Towards AGI
Artificial general intelligence (AGI) may be defined as a subset of AI. The term was used by Ben Goertzel and Cassio Pennachin in their 2007 book to describe “AI systems that possess a reasonable degree of self-understanding and autonomous self-control, and have the ability to solve a variety of complex problems in a variety of contexts, and to learn to solve new problems that they didn’t know about at the time of their creation”. Despite the vagueness of reasonable degree, we should admit that self-understanding and autonomous self-control have not been reached, nor they are on the horizon.

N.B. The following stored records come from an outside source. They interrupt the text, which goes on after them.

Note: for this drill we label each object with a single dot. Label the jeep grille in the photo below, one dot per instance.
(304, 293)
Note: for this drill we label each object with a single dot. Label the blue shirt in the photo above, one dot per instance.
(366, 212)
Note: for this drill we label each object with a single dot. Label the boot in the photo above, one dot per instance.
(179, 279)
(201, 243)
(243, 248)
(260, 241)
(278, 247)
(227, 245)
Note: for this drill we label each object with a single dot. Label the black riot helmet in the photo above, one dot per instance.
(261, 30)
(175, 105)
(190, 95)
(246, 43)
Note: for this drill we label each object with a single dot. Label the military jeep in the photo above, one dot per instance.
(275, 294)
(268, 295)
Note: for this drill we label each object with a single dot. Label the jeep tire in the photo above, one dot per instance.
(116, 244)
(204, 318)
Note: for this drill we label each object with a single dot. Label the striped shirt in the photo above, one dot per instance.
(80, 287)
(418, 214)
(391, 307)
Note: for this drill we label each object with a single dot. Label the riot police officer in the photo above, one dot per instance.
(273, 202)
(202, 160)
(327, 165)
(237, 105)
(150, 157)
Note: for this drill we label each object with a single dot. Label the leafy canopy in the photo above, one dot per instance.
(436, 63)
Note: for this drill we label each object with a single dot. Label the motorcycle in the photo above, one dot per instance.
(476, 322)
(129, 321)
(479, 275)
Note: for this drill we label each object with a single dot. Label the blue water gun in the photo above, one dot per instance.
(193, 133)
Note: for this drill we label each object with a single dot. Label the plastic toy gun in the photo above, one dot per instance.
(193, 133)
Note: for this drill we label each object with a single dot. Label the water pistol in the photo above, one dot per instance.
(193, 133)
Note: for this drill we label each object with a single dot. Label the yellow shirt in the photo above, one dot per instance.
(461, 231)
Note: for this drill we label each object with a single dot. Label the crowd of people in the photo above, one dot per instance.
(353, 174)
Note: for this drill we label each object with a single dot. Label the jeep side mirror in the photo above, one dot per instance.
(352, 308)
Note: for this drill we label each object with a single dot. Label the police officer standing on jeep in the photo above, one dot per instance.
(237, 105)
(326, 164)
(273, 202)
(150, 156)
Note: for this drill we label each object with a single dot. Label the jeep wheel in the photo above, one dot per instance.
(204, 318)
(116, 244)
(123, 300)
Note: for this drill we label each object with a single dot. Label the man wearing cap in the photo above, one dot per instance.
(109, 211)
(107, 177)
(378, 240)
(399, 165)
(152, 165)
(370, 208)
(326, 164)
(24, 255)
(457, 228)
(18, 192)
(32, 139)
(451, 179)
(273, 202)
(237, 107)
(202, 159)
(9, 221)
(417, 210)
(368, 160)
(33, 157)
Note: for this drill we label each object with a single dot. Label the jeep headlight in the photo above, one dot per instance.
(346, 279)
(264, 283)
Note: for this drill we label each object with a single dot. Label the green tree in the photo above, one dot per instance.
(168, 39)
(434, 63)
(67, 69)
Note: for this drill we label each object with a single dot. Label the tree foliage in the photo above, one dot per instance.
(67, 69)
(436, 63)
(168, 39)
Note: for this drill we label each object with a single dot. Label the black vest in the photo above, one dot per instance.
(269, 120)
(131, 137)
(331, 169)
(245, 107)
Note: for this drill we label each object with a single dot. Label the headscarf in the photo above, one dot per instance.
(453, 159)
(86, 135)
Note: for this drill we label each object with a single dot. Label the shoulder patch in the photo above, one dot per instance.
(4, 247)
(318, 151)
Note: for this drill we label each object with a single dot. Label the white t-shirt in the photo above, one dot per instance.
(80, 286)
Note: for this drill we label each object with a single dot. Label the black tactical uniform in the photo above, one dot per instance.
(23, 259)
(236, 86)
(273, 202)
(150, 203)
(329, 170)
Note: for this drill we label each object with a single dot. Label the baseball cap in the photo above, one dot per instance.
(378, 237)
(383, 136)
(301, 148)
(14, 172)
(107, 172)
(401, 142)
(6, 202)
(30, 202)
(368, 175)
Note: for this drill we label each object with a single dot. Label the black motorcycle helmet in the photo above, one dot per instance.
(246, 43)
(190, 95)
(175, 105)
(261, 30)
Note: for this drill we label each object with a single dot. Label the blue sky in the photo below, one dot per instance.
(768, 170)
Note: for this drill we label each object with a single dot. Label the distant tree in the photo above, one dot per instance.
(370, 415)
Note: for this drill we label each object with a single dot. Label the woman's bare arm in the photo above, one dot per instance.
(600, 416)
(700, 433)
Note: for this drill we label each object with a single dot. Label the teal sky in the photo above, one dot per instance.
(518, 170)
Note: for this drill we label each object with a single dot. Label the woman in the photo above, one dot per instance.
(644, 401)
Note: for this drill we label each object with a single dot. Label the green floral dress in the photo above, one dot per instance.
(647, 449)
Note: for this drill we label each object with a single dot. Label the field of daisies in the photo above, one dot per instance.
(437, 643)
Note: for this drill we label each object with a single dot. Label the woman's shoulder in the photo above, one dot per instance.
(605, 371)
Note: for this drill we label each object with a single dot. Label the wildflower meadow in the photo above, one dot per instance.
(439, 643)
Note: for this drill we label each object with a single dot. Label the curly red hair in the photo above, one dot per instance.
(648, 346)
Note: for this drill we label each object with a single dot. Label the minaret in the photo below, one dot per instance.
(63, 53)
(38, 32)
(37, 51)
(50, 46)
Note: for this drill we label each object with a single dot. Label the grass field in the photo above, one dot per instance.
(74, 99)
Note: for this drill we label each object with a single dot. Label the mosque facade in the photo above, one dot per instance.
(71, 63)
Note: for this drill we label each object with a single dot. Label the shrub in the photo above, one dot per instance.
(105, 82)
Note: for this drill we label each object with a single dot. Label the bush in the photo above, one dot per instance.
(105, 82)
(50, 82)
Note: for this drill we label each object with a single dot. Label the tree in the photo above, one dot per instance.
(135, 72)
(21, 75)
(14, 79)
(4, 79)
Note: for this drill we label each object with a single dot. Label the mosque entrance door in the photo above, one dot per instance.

In 2019, Francois Chollet proposed to relate the measure of intelligence to the ability of a system to generalize. In the same paper, he presented a benchmark called Abstraction and Reasoning Corpus (ARC) designed to measure broad generalization, that is the ability to adapt to “unknown unknowns across a broad category of related tasks”. ARC represented a discontinuity in the evaluation of AI systems and immediately exposed some limitations of the existing large language models (LLM). ARC was later relabeled ARC-AGI and eventually ARC-AGI-1 with a new dedicated web site; in 2025, the ARC-AGI-2 pushed the difficulty even further, requiring more, perhaps subtler, forms of reasoning. ARC-AGI-3, set to be launched in 2026, is going to add interactive videogame-like environments to the benchmarks.
It must be noted that, despite its undeniable difficulty, solving the ARC-AGI benchmarks does not require true broad generalization, at least as most scholars, including Chollet, used to describe it. Such an ability, for instance, would enable a domestic robot to enter a random kitchen and prepare a cup of coffee (The so-called “Wozniak’s coffee cup test”, PC World, 2007) – a task remarkably more difficult than all ARC-AGI benchmarks, where the problems are well-defined and the types of unknowns are limited.
However, if AGI is redefined as the ability to solve problems like the ones in the three ARC-AGI benchmarks, then attaining it is an achievable, yet ambitious goal. Such benchmarks allow us to disregard practicalities like real-world interaction, image recognition, or anything else related to physical activities and objects; moreover, all tasks can be performed exploiting non-trivial, but still relatively simple, procedures. Thus, solving them requires only the ability to encode the scenario in a suitable format and write a program that makes use the input data.
The thesis proposes to exploit Evolutionary Computation for tackling the ARC-AGI benchmarks.